An acquaintance informed me, relating to the harmful effects various materials have upon his health and well-being, that it is 'artificial' substances that are the culprits.
It seems to me that this opinion of his is unfounded UNLESS two conditions obtain: one is that there is indeed a real difference of category between natural (N) and artificial (A) - a difference that goes deeper than mere language usage as set out in a dictionary; the other is that there is an observed statistical association between members of category (A) and adverse clinical symptoms and that, moreover, there there is no such association between members of category (N) and clinical symptoms.
Clearly, in default of a real category difference, statistical studies of the kind envisaged would be ungrounded.
I claim that the words natural and artificial are being used as buzzwords by my acquaintance; I suggest that he is neither using language, nor thinking thoughts, with due discipline.
Furthermore I question that he may be drifting into circularity - 'artificials harm me; this stuff harms me; that shows that this stuff is artificial - which is why it harms meš.
The word 'nature' and its cognates can be defined by such statements as nature is the totality of what has existed, exists, can exist - always excepting one possibly existing entity, namely, a possible creator causing it all to be possible. For those who postulate a creator the definition of nature is easy - nature comprises all that has been created - or, briefly 'nature' and 'the creation' are synonymous.

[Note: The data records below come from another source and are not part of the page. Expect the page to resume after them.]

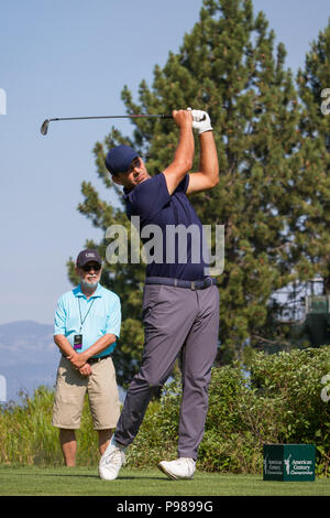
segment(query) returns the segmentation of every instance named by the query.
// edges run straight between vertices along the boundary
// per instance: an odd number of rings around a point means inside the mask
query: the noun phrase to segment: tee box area
[[[264,481],[315,481],[314,444],[264,444]]]

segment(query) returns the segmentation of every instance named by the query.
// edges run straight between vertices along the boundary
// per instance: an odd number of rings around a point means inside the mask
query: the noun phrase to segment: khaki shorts
[[[84,377],[72,363],[61,357],[57,369],[52,424],[77,430],[86,392],[95,430],[116,428],[120,414],[116,371],[111,357],[91,364],[92,374]]]

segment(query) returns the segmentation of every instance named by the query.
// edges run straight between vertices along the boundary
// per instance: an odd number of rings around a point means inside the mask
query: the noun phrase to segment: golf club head
[[[50,120],[48,119],[44,120],[40,129],[42,134],[47,134],[48,126],[50,126]]]

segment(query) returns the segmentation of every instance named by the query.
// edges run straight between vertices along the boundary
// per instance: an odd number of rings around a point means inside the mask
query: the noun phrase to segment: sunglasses
[[[90,271],[90,270],[100,271],[101,265],[84,265],[84,267],[80,267],[80,268],[84,271]]]

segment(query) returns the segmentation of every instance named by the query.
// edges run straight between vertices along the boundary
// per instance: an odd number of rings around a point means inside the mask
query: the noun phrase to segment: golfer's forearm
[[[211,185],[219,182],[219,162],[213,133],[206,131],[200,136],[199,170],[208,179]]]
[[[69,341],[64,335],[55,335],[54,342],[59,347],[64,356],[72,356],[73,353],[76,354]]]
[[[186,174],[193,168],[194,153],[195,141],[193,129],[189,127],[182,127],[173,163],[182,164],[183,173]]]
[[[117,341],[117,336],[112,334],[106,334],[101,336],[95,344],[92,344],[88,349],[84,350],[84,353],[79,353],[79,357],[82,357],[86,361],[91,358],[92,356],[97,356],[98,354],[102,353],[107,347],[114,344]]]

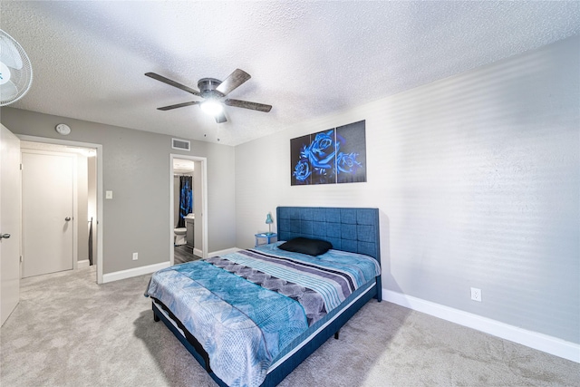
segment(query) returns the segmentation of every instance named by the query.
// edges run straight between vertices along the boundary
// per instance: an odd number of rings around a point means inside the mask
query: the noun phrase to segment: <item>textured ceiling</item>
[[[5,1],[0,25],[33,63],[13,107],[237,145],[580,34],[572,2]],[[197,89],[236,68],[252,78],[218,124]]]

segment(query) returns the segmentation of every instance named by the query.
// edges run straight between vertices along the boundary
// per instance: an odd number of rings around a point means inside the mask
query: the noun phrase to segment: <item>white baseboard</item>
[[[82,259],[81,261],[77,261],[76,262],[76,268],[77,269],[82,269],[83,267],[89,267],[91,266],[91,261],[89,261],[88,259]]]
[[[211,257],[211,256],[223,256],[225,254],[235,253],[235,252],[239,251],[239,250],[241,250],[241,249],[237,248],[237,247],[227,248],[225,250],[213,251],[213,252],[209,253],[209,255],[208,255],[208,256]]]
[[[160,264],[149,265],[146,266],[135,267],[132,269],[121,270],[113,273],[107,273],[102,275],[102,283],[119,281],[120,279],[131,278],[133,276],[143,276],[146,274],[154,273],[158,270],[164,269],[169,266],[169,261],[161,262]]]
[[[382,289],[382,299],[409,309],[425,313],[459,325],[476,329],[510,342],[517,343],[572,362],[580,363],[580,344],[566,342],[557,337],[527,331],[517,326],[500,323],[459,309],[450,308],[406,295],[392,290]]]

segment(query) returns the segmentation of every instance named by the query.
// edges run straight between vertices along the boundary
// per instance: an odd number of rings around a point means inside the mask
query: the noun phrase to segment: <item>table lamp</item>
[[[266,216],[266,224],[268,225],[268,235],[272,234],[272,223],[274,223],[274,219],[272,219],[272,215],[268,212],[268,215]]]

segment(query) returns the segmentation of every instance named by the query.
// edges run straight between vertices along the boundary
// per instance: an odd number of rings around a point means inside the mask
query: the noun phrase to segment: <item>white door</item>
[[[22,151],[23,278],[72,269],[74,156]]]
[[[0,319],[20,296],[20,140],[0,125]]]

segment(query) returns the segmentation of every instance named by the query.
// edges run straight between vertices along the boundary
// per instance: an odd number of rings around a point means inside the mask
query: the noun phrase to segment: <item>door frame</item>
[[[169,154],[169,237],[168,241],[173,240],[175,225],[175,218],[173,212],[175,209],[174,199],[174,189],[173,189],[173,160],[190,160],[192,161],[199,161],[201,164],[201,214],[196,214],[196,227],[201,220],[201,257],[208,257],[208,159],[198,156],[187,156],[182,154],[170,153]],[[195,184],[195,182],[194,182]],[[195,198],[198,200],[198,198]],[[175,263],[175,251],[173,243],[169,243],[169,265],[173,266]]]
[[[80,148],[94,149],[97,152],[97,284],[102,284],[102,256],[103,256],[103,185],[102,185],[102,144],[92,142],[71,141],[61,139],[49,139],[46,137],[16,135],[21,140],[43,142],[46,144],[66,145]]]

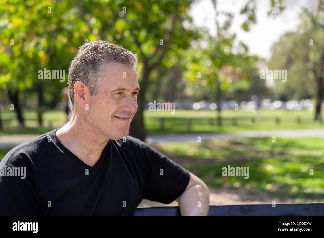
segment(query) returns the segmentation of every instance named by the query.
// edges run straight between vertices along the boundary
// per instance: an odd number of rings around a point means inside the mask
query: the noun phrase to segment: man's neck
[[[55,134],[63,145],[85,164],[93,166],[100,158],[109,140],[100,140],[81,121],[73,117]]]

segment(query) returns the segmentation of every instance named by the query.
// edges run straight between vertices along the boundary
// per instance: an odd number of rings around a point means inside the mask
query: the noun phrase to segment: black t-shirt
[[[110,140],[88,165],[61,142],[59,128],[15,147],[0,162],[0,215],[131,215],[142,199],[170,203],[188,184],[188,170],[130,136]]]

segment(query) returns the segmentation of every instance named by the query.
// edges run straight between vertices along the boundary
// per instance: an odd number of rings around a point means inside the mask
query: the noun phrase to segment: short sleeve
[[[7,154],[0,163],[0,169],[2,170],[0,172],[2,173],[0,176],[0,215],[36,215],[34,177],[28,159],[19,155],[12,154],[9,156]],[[19,168],[19,176],[7,176],[9,167]],[[6,174],[3,173],[5,169],[7,171]],[[17,175],[17,173],[15,174]]]
[[[142,143],[145,163],[143,198],[170,203],[185,190],[190,179],[189,171],[147,144]]]

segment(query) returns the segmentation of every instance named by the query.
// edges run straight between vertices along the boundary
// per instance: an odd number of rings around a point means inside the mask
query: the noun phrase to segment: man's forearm
[[[182,216],[207,216],[209,190],[204,184],[193,185],[179,197],[178,202]]]

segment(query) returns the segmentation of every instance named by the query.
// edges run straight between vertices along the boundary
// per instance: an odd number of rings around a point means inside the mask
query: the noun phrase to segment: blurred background
[[[9,0],[0,12],[0,160],[68,121],[70,62],[102,40],[139,58],[130,135],[202,179],[211,205],[324,202],[324,0]],[[228,165],[249,179],[222,176]]]

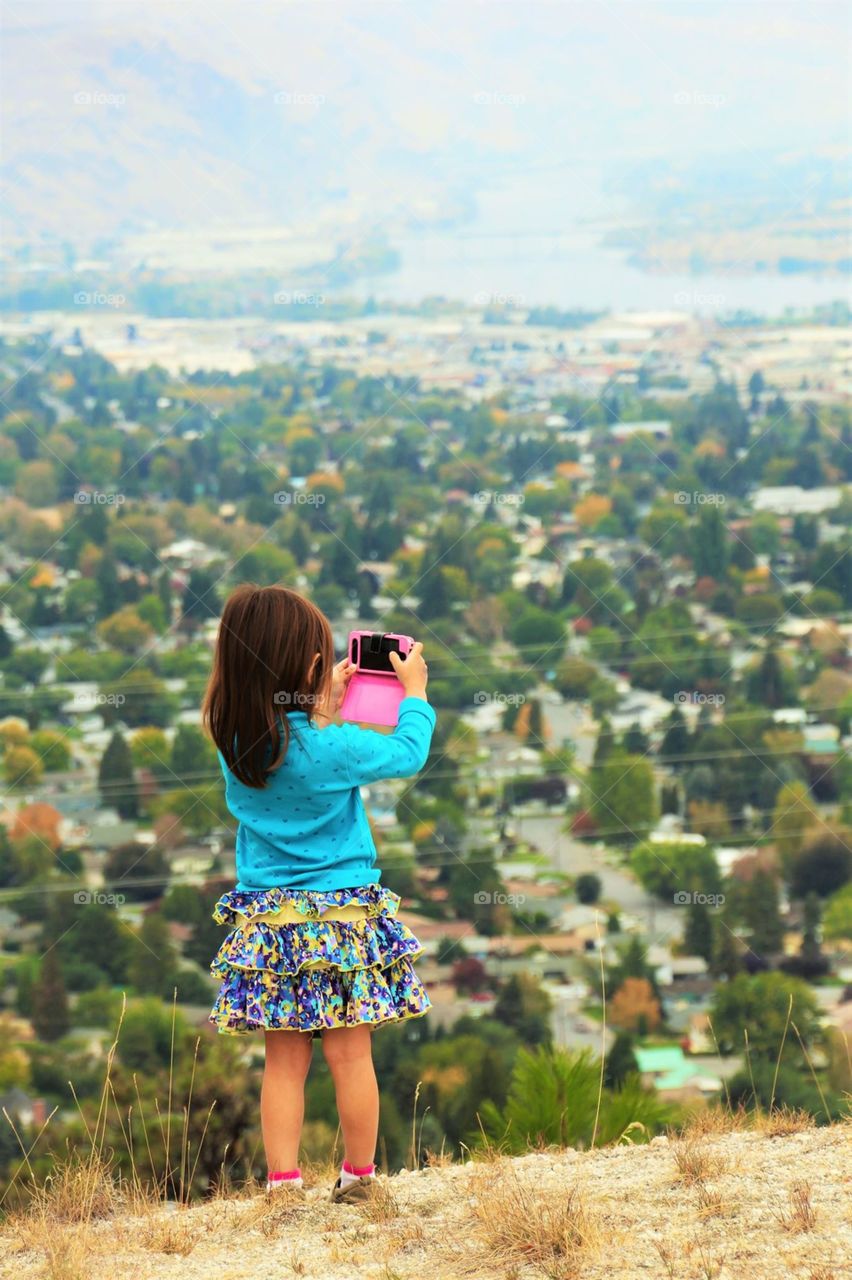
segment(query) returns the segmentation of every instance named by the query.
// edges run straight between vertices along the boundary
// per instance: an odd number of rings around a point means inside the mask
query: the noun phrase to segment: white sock
[[[361,1181],[362,1178],[375,1178],[376,1166],[367,1165],[366,1171],[362,1169],[361,1172],[356,1172],[356,1165],[351,1165],[348,1160],[343,1161],[340,1167],[340,1189],[345,1187],[352,1187],[353,1183]]]

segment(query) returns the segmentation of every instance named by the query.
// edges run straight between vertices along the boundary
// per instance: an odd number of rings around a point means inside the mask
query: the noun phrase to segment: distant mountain
[[[3,22],[13,250],[235,225],[393,238],[495,189],[516,224],[636,215],[640,192],[652,214],[686,159],[688,178],[753,157],[765,193],[784,156],[848,141],[834,4],[10,0]]]

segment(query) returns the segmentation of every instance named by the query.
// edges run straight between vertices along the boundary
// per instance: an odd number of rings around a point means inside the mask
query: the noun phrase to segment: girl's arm
[[[393,733],[342,726],[349,783],[359,787],[381,778],[409,778],[426,763],[434,728],[435,712],[425,692],[403,698]]]

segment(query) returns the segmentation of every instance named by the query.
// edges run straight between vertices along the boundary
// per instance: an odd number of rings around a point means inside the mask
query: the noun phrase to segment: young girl
[[[343,1130],[336,1202],[375,1189],[379,1089],[371,1033],[417,1018],[430,1000],[412,965],[414,934],[379,883],[359,786],[423,767],[435,726],[416,644],[391,663],[406,696],[390,735],[330,724],[354,667],[334,666],[327,620],[279,586],[238,588],[221,617],[203,718],[219,749],[237,829],[237,888],[214,919],[233,925],[212,961],[210,1020],[262,1030],[266,1189],[302,1189],[304,1080],[321,1036]]]

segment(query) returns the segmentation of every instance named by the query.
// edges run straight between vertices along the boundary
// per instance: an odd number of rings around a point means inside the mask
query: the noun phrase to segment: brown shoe
[[[362,1204],[365,1201],[371,1199],[376,1194],[376,1179],[365,1176],[359,1178],[357,1183],[349,1183],[348,1187],[340,1185],[340,1179],[331,1188],[331,1203],[333,1204]]]

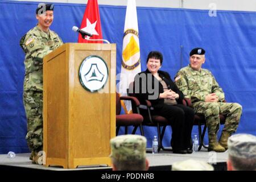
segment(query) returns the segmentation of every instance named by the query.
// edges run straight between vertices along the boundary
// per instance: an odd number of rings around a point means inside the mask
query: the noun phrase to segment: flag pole
[[[89,38],[84,38],[84,39],[88,41],[103,41],[106,43],[107,44],[110,43],[108,40],[106,39],[90,39]]]

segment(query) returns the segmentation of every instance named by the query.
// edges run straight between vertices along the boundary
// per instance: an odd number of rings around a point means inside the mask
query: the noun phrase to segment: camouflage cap
[[[147,139],[137,135],[119,135],[110,140],[110,157],[118,160],[146,158]]]
[[[205,53],[205,51],[203,48],[197,47],[191,50],[191,51],[189,53],[189,56],[191,56],[192,55],[203,55]]]
[[[44,11],[53,11],[54,5],[53,4],[45,4],[44,3],[40,3],[38,4],[38,7],[36,10],[36,14],[43,14]]]
[[[213,167],[201,160],[188,159],[172,164],[172,171],[213,171]]]
[[[240,134],[230,136],[228,140],[230,155],[241,158],[256,158],[256,136]]]

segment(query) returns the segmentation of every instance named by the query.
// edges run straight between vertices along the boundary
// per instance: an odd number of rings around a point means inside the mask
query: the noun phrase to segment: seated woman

We are part of nature and 'our nature' is the sum of our essential attributes. One of those attributes is the ability, and necessity, to make artifacts. Artifact - the noun - is cognate with artificial - the adjective - and, since we cannot make artifacts in defiance of what is naturally possible, artificial is not categorically different from natural; the artificial is merely a human modification of the natural.
On this basis we might suppose that an Orwellian dichotomy - natural,good: artificial, bad - is unrealistic. What we can say, increasingly, is that some artifacts are so different from what, apart from our artifice, can exist that a problem can arise but it is a problem of degree, not of kind - a quantitative rather than a qualitative one. Some artifacts are 'more natural than others'. We cannot justify a sharp natural/artificial distinction without resort to fantasy and the buzzwords associated with it.